Tuesday, Feb. 19, 2019 @ 9:53 am
Mountains, Fire, and Stars
I wake up two hours before my alarm. I get up and clamber down to the bathroom. I crawl back up into bed and lay there for a while. Roll over one way and hope for sleep. Roll over the other way and hope for sleep. Stare at the ceiling with reproach.
I put on my bathrobe and slippers. The house is a chilly sixteen degrees. Outside, at the woodpile, stacking wood into the canvas sling to bring it into the house. The stars are still out, and the mountains are luminescent across the valley. Crumpling paper, adding kindling, and then lighting the stack. Sitting back to watch the fire catch, listening for the satisfying crackle of the kindling igniting.
I spend an hour making coffee and breakfast. Realize that I need to stop fighting these early mornings - maybe I can shift my schedule around and become one of those enviable bright-eyed five am types.
Later, in the office, Josh and I have a chat. It's become our thing, these early morning heart-to-hearts. I give him the update. He responds with a few things and then pauses. Looks at me.
"You're going to be totally fine. Trust me."
I spend time sorting through a box of paperwork. Bills, taxes, etc. I make a neat stack of all of the counselling receipts. The resulting stack is thick. I find a note to myself, something that I brought into a counselling session.
"You're not going to get your needs met until you can listen to the words coming out of my mouth."
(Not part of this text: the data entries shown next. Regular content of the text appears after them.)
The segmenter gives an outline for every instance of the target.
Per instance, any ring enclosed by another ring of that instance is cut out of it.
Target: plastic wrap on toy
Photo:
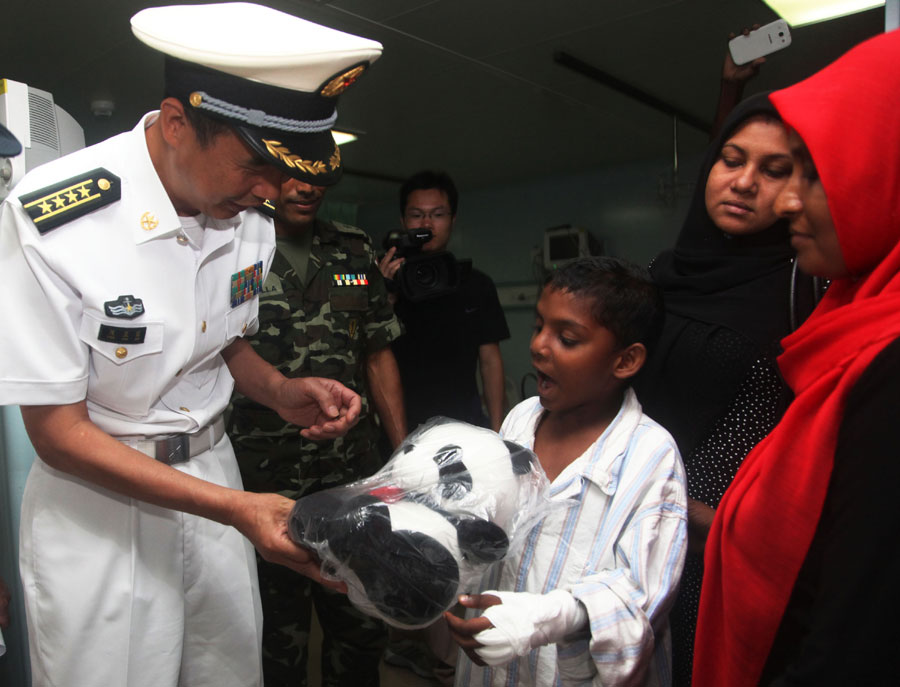
[[[400,628],[424,627],[474,591],[546,513],[535,455],[496,432],[433,418],[366,479],[297,501],[291,538],[314,549],[350,601]]]

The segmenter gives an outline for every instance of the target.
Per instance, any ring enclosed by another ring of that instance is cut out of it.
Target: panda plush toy
[[[506,556],[546,504],[534,454],[498,434],[434,418],[372,477],[306,496],[291,538],[314,549],[351,602],[390,625],[431,624]]]

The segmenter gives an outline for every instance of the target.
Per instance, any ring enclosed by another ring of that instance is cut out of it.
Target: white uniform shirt
[[[274,252],[272,222],[255,210],[208,220],[202,246],[182,235],[153,168],[145,128],[38,167],[0,209],[3,356],[0,404],[69,404],[117,437],[193,432],[231,396],[220,352],[255,331],[258,299],[232,307],[232,276]],[[121,178],[119,201],[40,235],[17,196],[97,167]],[[180,240],[179,240],[180,237]],[[133,319],[104,304],[140,300]],[[101,340],[101,327],[145,328],[142,343]]]
[[[537,397],[513,408],[504,439],[534,448]],[[581,601],[590,640],[548,645],[500,668],[460,652],[457,685],[668,685],[668,611],[687,549],[687,489],[671,435],[629,389],[606,431],[553,481],[553,509],[523,550],[494,568],[481,590],[546,593]]]

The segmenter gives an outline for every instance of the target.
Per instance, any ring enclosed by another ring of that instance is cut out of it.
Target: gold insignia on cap
[[[100,187],[100,190],[101,190],[101,191],[108,191],[108,190],[109,190],[109,187],[110,187],[109,180],[107,180],[107,179],[100,179],[100,181],[97,182],[97,186]]]
[[[194,107],[200,107],[200,103],[203,102],[203,96],[198,91],[194,91],[193,93],[191,93],[188,100]]]
[[[336,143],[334,145],[334,152],[331,154],[331,157],[328,160],[328,166],[332,171],[341,166],[341,149]]]
[[[119,346],[116,349],[116,357],[117,358],[124,358],[127,355],[128,355],[128,349],[125,348],[124,346]]]
[[[366,65],[357,65],[340,76],[334,77],[331,81],[322,86],[322,90],[319,91],[319,94],[326,98],[334,98],[335,96],[340,95],[353,85],[353,82],[356,81],[364,71],[366,71]]]
[[[266,144],[266,150],[269,151],[269,155],[278,158],[288,167],[299,169],[301,172],[313,175],[325,174],[328,171],[325,168],[325,163],[321,160],[304,160],[299,155],[294,155],[288,148],[281,145],[281,141],[270,141],[264,138],[262,139],[262,142]]]
[[[143,229],[144,231],[153,231],[158,226],[159,220],[149,212],[145,212],[143,215],[141,215],[141,229]]]

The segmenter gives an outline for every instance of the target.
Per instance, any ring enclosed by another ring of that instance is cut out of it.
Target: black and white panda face
[[[515,499],[518,475],[531,469],[531,454],[488,429],[436,421],[406,440],[390,468],[393,484],[411,498],[504,520],[514,508],[507,502]]]
[[[545,486],[530,451],[437,419],[372,477],[298,500],[289,532],[364,612],[423,627],[507,554]]]
[[[462,447],[447,444],[431,459],[438,469],[438,488],[445,499],[458,500],[472,491],[472,473],[463,459]]]

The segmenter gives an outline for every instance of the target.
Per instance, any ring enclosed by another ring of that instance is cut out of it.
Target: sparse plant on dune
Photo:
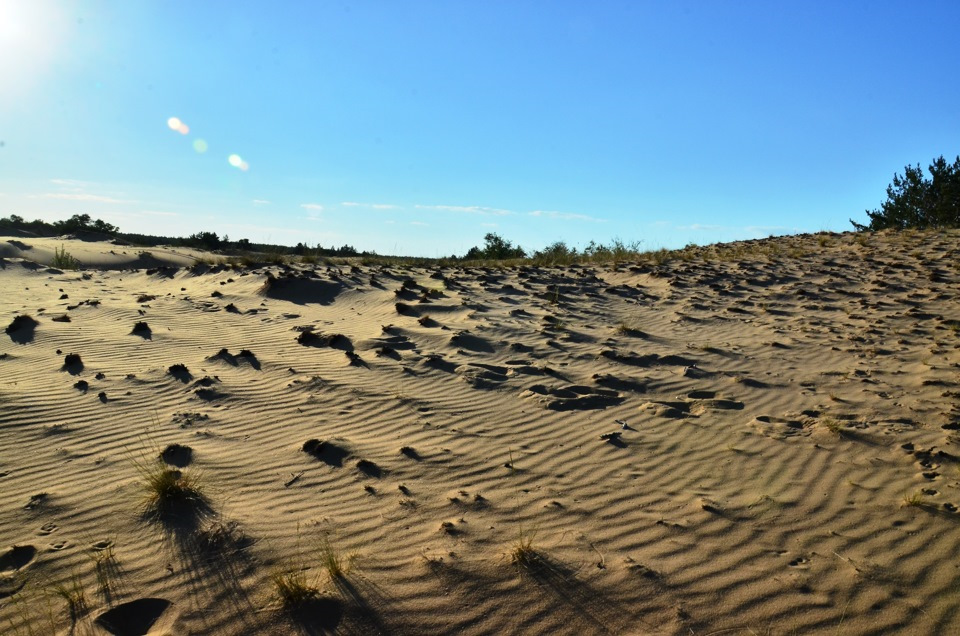
[[[274,570],[270,582],[280,606],[293,610],[320,594],[315,577],[308,577],[304,568]]]
[[[146,511],[156,517],[197,511],[206,505],[203,480],[198,473],[168,466],[154,453],[133,461],[146,493]]]
[[[80,575],[74,572],[69,579],[50,587],[50,593],[62,598],[67,604],[70,623],[75,624],[88,611],[87,593]]]
[[[827,419],[823,420],[823,421],[821,422],[821,424],[823,425],[823,427],[824,427],[825,429],[827,429],[828,431],[830,431],[830,432],[833,433],[834,435],[837,435],[837,436],[839,436],[839,437],[842,437],[842,436],[843,436],[844,426],[843,426],[843,422],[841,422],[840,420],[835,420],[835,419],[832,419],[832,418],[827,418]]]
[[[924,497],[923,492],[920,490],[914,491],[913,493],[906,493],[903,495],[903,505],[923,508],[927,505],[927,498]]]
[[[508,553],[510,563],[522,568],[530,568],[536,565],[540,560],[540,555],[533,547],[534,539],[536,539],[536,531],[525,530],[521,525],[517,538],[510,545]]]
[[[356,558],[355,554],[344,555],[330,542],[328,536],[324,536],[317,547],[320,552],[320,564],[330,575],[331,580],[341,579],[350,572],[353,560]]]
[[[53,248],[53,261],[50,263],[57,269],[77,269],[80,267],[80,261],[73,257],[63,245],[59,248]]]
[[[102,548],[90,548],[85,551],[85,554],[93,563],[93,573],[97,577],[97,592],[109,602],[115,594],[118,573],[113,543]]]
[[[40,598],[28,597],[23,591],[11,596],[4,604],[4,608],[9,612],[3,633],[15,636],[56,634],[61,627],[61,621],[50,596],[43,594]]]

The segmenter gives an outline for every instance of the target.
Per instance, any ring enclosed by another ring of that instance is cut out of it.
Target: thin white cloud
[[[481,223],[480,227],[500,227],[499,223]]]
[[[734,228],[725,225],[705,225],[703,223],[694,223],[693,225],[678,225],[675,230],[690,232],[726,232]]]
[[[459,212],[461,214],[480,214],[484,216],[508,216],[514,214],[511,210],[488,208],[482,205],[416,205],[419,210],[437,210],[440,212]]]
[[[356,201],[344,201],[340,205],[345,208],[370,208],[371,210],[396,210],[400,207],[392,203],[358,203]]]
[[[557,219],[560,221],[592,221],[594,223],[606,223],[606,219],[598,219],[595,216],[586,214],[573,214],[572,212],[556,212],[554,210],[534,210],[530,216],[541,218]]]
[[[743,228],[752,234],[774,234],[776,232],[800,232],[798,228],[788,228],[783,225],[748,225]]]
[[[267,201],[266,199],[254,199],[254,200],[253,200],[253,204],[254,204],[254,205],[269,205],[270,202]]]
[[[319,203],[301,203],[300,207],[304,210],[316,210],[317,212],[323,211],[323,206]]]
[[[429,223],[424,223],[423,221],[410,221],[410,225],[418,225],[420,227],[429,227]]]
[[[63,199],[65,201],[84,201],[87,203],[136,203],[126,199],[116,199],[101,194],[90,194],[89,192],[47,192],[40,195],[32,195],[31,199]]]
[[[150,216],[180,216],[179,212],[166,212],[164,210],[140,210],[140,214],[149,214]]]
[[[80,181],[79,179],[50,179],[50,183],[71,190],[81,190],[92,185],[89,181]]]
[[[666,223],[664,224],[666,225]],[[745,232],[755,236],[768,236],[776,233],[800,232],[799,228],[789,228],[784,225],[712,225],[706,223],[694,223],[692,225],[675,225],[674,230],[681,232]]]

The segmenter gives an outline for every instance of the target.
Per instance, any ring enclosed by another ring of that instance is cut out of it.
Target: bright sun
[[[0,0],[0,95],[22,94],[60,50],[63,7],[50,0]]]

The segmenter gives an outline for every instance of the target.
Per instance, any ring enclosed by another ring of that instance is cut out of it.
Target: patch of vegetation
[[[116,589],[116,579],[119,568],[117,566],[116,555],[113,552],[113,544],[100,549],[89,549],[86,555],[93,562],[93,573],[97,577],[97,592],[100,593],[107,602],[110,602]]]
[[[59,596],[67,604],[67,612],[70,614],[70,622],[76,624],[89,609],[87,606],[87,593],[83,588],[83,581],[80,575],[74,573],[63,583],[59,583],[50,588],[50,593]]]
[[[903,496],[903,505],[922,508],[927,505],[927,498],[923,496],[923,492],[917,490]]]
[[[329,537],[320,540],[320,563],[323,569],[330,575],[331,580],[337,580],[345,577],[350,572],[350,566],[353,564],[355,555],[344,556],[337,548],[330,543]]]
[[[80,261],[75,259],[73,255],[67,251],[63,245],[59,248],[53,249],[53,261],[50,263],[51,267],[56,267],[57,269],[77,269],[80,267]]]
[[[270,582],[280,606],[287,610],[296,609],[320,594],[316,581],[308,580],[302,568],[274,571],[270,574]]]
[[[467,261],[500,261],[511,258],[525,258],[527,253],[519,245],[514,245],[499,234],[487,233],[483,237],[484,246],[471,247],[463,257]]]
[[[517,539],[510,546],[510,552],[508,553],[510,563],[522,568],[536,565],[540,561],[540,555],[533,547],[535,538],[536,532],[524,530],[521,526]]]
[[[147,511],[165,517],[170,513],[198,509],[206,503],[198,475],[167,466],[156,454],[134,461],[146,492]]]
[[[950,164],[941,155],[927,170],[929,179],[920,164],[906,166],[902,176],[894,173],[887,200],[880,209],[867,210],[870,223],[850,223],[857,231],[960,227],[960,156]]]

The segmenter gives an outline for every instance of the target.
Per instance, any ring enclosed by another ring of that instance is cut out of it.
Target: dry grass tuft
[[[520,534],[510,546],[510,552],[508,553],[510,563],[522,568],[530,568],[536,565],[540,561],[540,555],[533,547],[535,538],[536,532],[528,532],[521,527]]]
[[[320,594],[315,580],[309,580],[304,569],[277,570],[270,574],[270,582],[280,606],[297,609]]]
[[[196,473],[171,468],[156,455],[135,460],[140,483],[146,492],[149,512],[166,516],[176,511],[199,509],[206,503],[203,481]]]
[[[911,493],[906,493],[903,495],[903,505],[911,506],[915,508],[923,508],[927,505],[927,498],[923,496],[923,493],[919,490]]]
[[[331,580],[342,579],[350,572],[353,565],[355,554],[344,555],[332,543],[329,537],[323,537],[318,546],[320,551],[320,564],[330,575]]]

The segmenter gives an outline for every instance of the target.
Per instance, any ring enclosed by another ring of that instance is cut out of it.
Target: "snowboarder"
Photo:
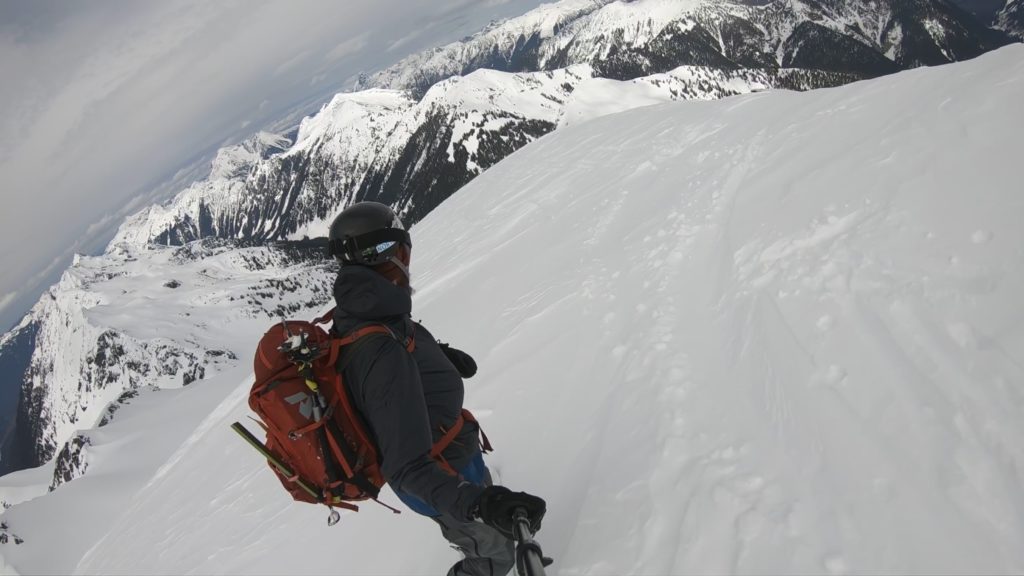
[[[525,510],[536,532],[546,504],[492,484],[479,426],[462,417],[468,415],[462,378],[476,365],[410,317],[409,233],[388,206],[360,202],[334,219],[329,250],[341,263],[334,284],[336,335],[384,324],[394,336],[364,338],[338,360],[378,447],[384,478],[463,553],[449,576],[503,576],[515,565],[515,511]],[[454,441],[435,458],[431,446],[446,434]]]

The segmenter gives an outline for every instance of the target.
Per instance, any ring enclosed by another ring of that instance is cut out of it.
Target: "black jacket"
[[[447,474],[429,454],[462,411],[462,378],[433,335],[410,319],[408,289],[369,268],[345,266],[334,299],[337,335],[384,324],[398,337],[366,337],[339,359],[353,404],[376,441],[384,478],[442,514],[469,519],[482,488]],[[410,332],[416,340],[412,354],[401,341]],[[444,457],[459,470],[479,451],[477,426],[467,422]]]

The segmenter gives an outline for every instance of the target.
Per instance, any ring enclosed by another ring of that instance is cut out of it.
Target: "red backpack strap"
[[[349,332],[344,338],[334,338],[331,340],[331,354],[327,357],[327,364],[333,366],[338,361],[338,354],[341,353],[342,348],[370,334],[387,334],[392,338],[395,337],[395,333],[383,324],[364,326],[355,332]]]
[[[333,314],[333,312],[334,310],[331,310],[331,314]],[[327,316],[324,316],[324,318],[327,318]],[[323,320],[323,318],[321,318],[321,320]],[[412,322],[409,324],[409,336],[402,342],[402,344],[405,345],[405,350],[412,354],[412,352],[416,350],[416,324]],[[327,358],[327,363],[334,365],[338,360],[338,355],[341,353],[342,348],[349,344],[354,344],[357,340],[365,336],[369,336],[370,334],[387,334],[395,340],[398,340],[398,335],[395,334],[392,329],[383,324],[370,324],[368,326],[363,326],[358,330],[349,332],[342,338],[335,338],[331,341],[331,354]]]
[[[330,310],[327,311],[326,314],[317,318],[316,320],[313,320],[313,324],[327,324],[328,322],[331,321],[331,319],[334,318],[335,310],[337,310],[337,307],[331,308]]]
[[[462,431],[462,426],[465,424],[466,420],[462,417],[462,414],[459,414],[459,417],[455,420],[455,423],[452,424],[452,427],[449,428],[448,431],[445,432],[444,436],[442,436],[441,439],[430,448],[430,457],[437,460],[437,465],[452,476],[457,476],[458,472],[455,471],[455,468],[452,468],[452,465],[448,463],[448,460],[441,453],[451,446],[452,442],[455,441],[455,437],[459,435],[459,432]],[[444,428],[442,428],[442,430],[444,430]]]
[[[465,408],[462,409],[462,419],[466,422],[472,422],[476,424],[476,429],[480,431],[480,450],[487,454],[488,452],[494,452],[494,447],[491,446],[491,441],[487,439],[487,434],[484,434],[483,427],[480,426],[480,422],[473,416],[473,413]]]
[[[442,453],[452,445],[452,442],[454,442],[455,438],[458,437],[459,432],[462,431],[466,422],[476,424],[476,428],[480,432],[480,451],[484,454],[494,451],[494,448],[491,446],[491,441],[487,439],[487,435],[484,434],[483,428],[480,427],[480,423],[477,422],[476,417],[473,416],[472,412],[463,408],[462,413],[459,414],[459,417],[455,420],[455,423],[452,424],[452,427],[449,428],[444,433],[444,436],[442,436],[441,439],[430,448],[430,457],[437,460],[438,466],[440,466],[445,472],[452,475],[456,474],[455,469],[452,468],[451,464],[448,463],[448,460],[445,459]]]

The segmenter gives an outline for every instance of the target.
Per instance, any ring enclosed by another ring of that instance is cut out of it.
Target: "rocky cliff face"
[[[1024,0],[1007,0],[1006,6],[996,14],[994,26],[1024,41]]]
[[[22,410],[22,383],[28,373],[36,347],[36,322],[25,320],[0,338],[0,475],[27,468],[35,462],[31,436],[18,422],[25,419]]]

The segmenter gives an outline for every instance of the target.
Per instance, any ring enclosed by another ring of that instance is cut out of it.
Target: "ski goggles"
[[[373,266],[391,260],[403,245],[412,248],[408,232],[401,228],[384,228],[344,240],[334,240],[330,251],[332,256],[340,256],[346,262]]]

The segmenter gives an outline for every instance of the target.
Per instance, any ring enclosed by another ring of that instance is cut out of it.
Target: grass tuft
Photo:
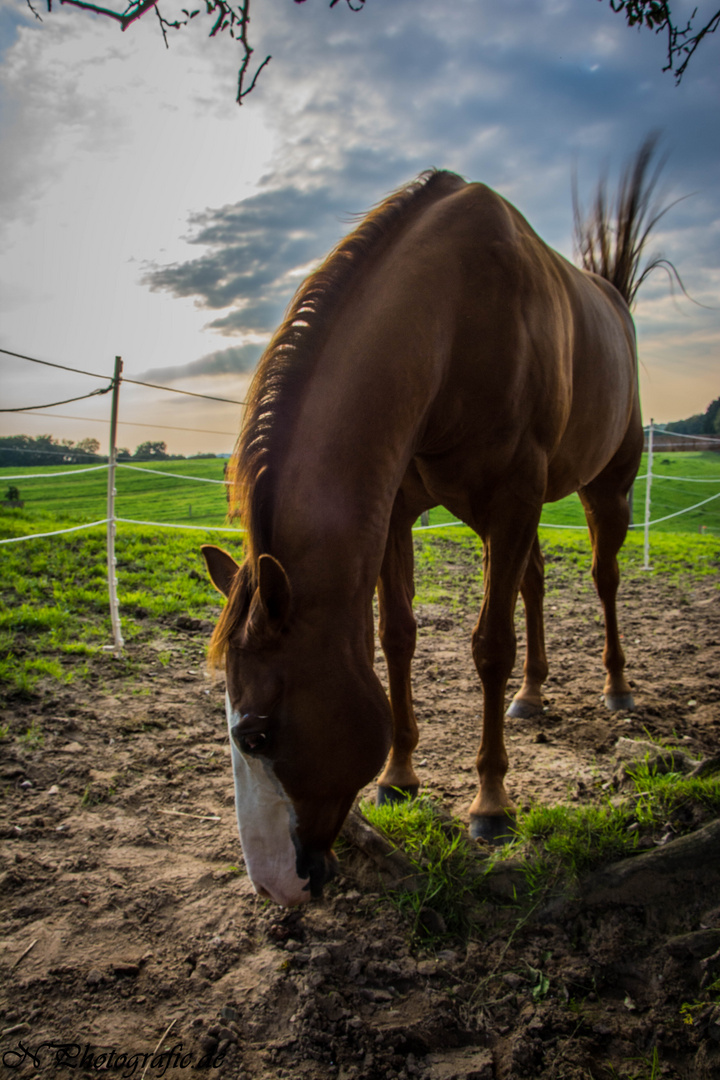
[[[426,882],[415,894],[389,894],[411,915],[413,931],[431,939],[442,936],[423,923],[429,908],[442,917],[448,934],[465,937],[477,903],[492,901],[486,875],[498,862],[516,860],[526,888],[513,904],[530,910],[554,894],[572,895],[598,866],[652,849],[720,815],[717,772],[688,777],[642,765],[631,782],[634,791],[621,802],[532,806],[518,815],[517,838],[489,853],[476,848],[463,823],[443,816],[428,796],[381,807],[365,803],[362,811]],[[542,980],[537,993],[543,993]]]
[[[514,847],[522,854],[531,897],[572,889],[602,863],[631,855],[637,833],[631,815],[610,803],[600,806],[532,806],[517,820]]]
[[[630,773],[636,791],[635,816],[641,825],[657,826],[677,819],[692,807],[708,816],[720,815],[720,773],[682,776],[659,773],[651,765],[639,765]]]
[[[413,919],[413,932],[428,939],[443,937],[436,919],[440,916],[447,934],[463,936],[468,929],[468,901],[473,895],[473,855],[461,822],[441,817],[426,796],[375,806],[363,803],[368,821],[402,848],[425,886],[417,893],[398,892],[394,902]]]

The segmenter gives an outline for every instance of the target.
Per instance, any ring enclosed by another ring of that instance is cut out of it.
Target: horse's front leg
[[[535,535],[530,558],[520,586],[520,592],[525,605],[525,628],[527,633],[525,667],[523,669],[523,684],[510,702],[507,715],[525,719],[542,712],[542,688],[548,675],[543,621],[545,560],[540,550],[537,534]]]
[[[537,516],[523,523],[512,506],[500,507],[490,516],[492,524],[485,537],[484,597],[472,639],[483,687],[483,720],[477,755],[480,788],[470,806],[470,835],[491,843],[512,837],[515,807],[504,782],[508,768],[505,690],[515,662],[515,604],[539,517],[538,507]]]
[[[392,748],[378,780],[378,805],[417,795],[420,784],[412,760],[418,743],[418,726],[410,685],[410,668],[417,637],[412,609],[415,591],[413,521],[414,517],[406,509],[402,496],[398,496],[378,581],[378,629],[387,661],[393,713]]]

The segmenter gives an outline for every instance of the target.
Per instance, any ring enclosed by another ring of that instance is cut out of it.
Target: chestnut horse
[[[345,816],[384,763],[380,797],[417,791],[411,528],[430,507],[447,507],[484,545],[473,836],[497,840],[512,822],[513,613],[520,591],[518,713],[541,706],[547,675],[540,512],[573,491],[605,609],[606,701],[631,707],[616,555],[642,444],[626,303],[482,184],[424,174],[301,286],[260,362],[231,463],[246,558],[238,567],[203,548],[228,597],[210,656],[225,665],[238,823],[258,893],[284,905],[320,894]],[[390,702],[373,669],[376,587]]]

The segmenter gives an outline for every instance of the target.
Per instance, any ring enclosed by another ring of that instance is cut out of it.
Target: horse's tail
[[[680,275],[668,260],[655,256],[642,269],[650,233],[661,217],[675,205],[659,209],[652,196],[665,158],[649,173],[655,153],[658,133],[647,136],[635,158],[626,166],[614,203],[608,198],[607,179],[602,177],[591,209],[583,213],[578,199],[577,180],[573,177],[573,241],[576,257],[585,270],[599,274],[618,290],[628,307],[635,302],[637,291],[653,270],[662,267],[683,292]],[[677,201],[677,200],[676,200]]]

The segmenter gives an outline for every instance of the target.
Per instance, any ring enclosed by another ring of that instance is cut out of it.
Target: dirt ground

This was something that he'd said to me, over and over. Insisting that he was meeting my needs, that it was my fault that I was not feeling cared for, tended, seen, loved. I'd asked the counsellor how I could become a better listener.
I pick up the stack of receipts and the note. I carry it over to the woodstove, open the door, and shove the wad of paper into the blazing inferno. I close the door and watch it burn until there is nothing left.
I walk home from the grocery store at night. A ten-degree windchill pushes insistently at my face. I shuffle the groceries from one hand to the other, alternately tucking my free hand into its respective warm downy pocket of my coat.
The mountains are again luminescent. The rhythm of sunrise, sunset, and the drifting patterns of snow. I'm walking down the middle of an unplowed road, my boots squeaking on the dry snow.
I look up and see that the moon is full. Already the moon is full again. The moon reflects so much light that it ruins my night vision, casts my shadow across the snow. I stare into it until the shadowy parts appear. Orion hovers over the mountains to the west, the hunter, my protector. Standing behind me, beside me, helping me find my way safely through this lonely forest. (Thank you, M.)
The last full moon, during the eclipse, was when I found my courage. It was a similarly cold and clear night. I realize that I've been untethered from him - emotionally - for a full month. My body cycling through a month of growth and release.
Where will I be on the next full moon?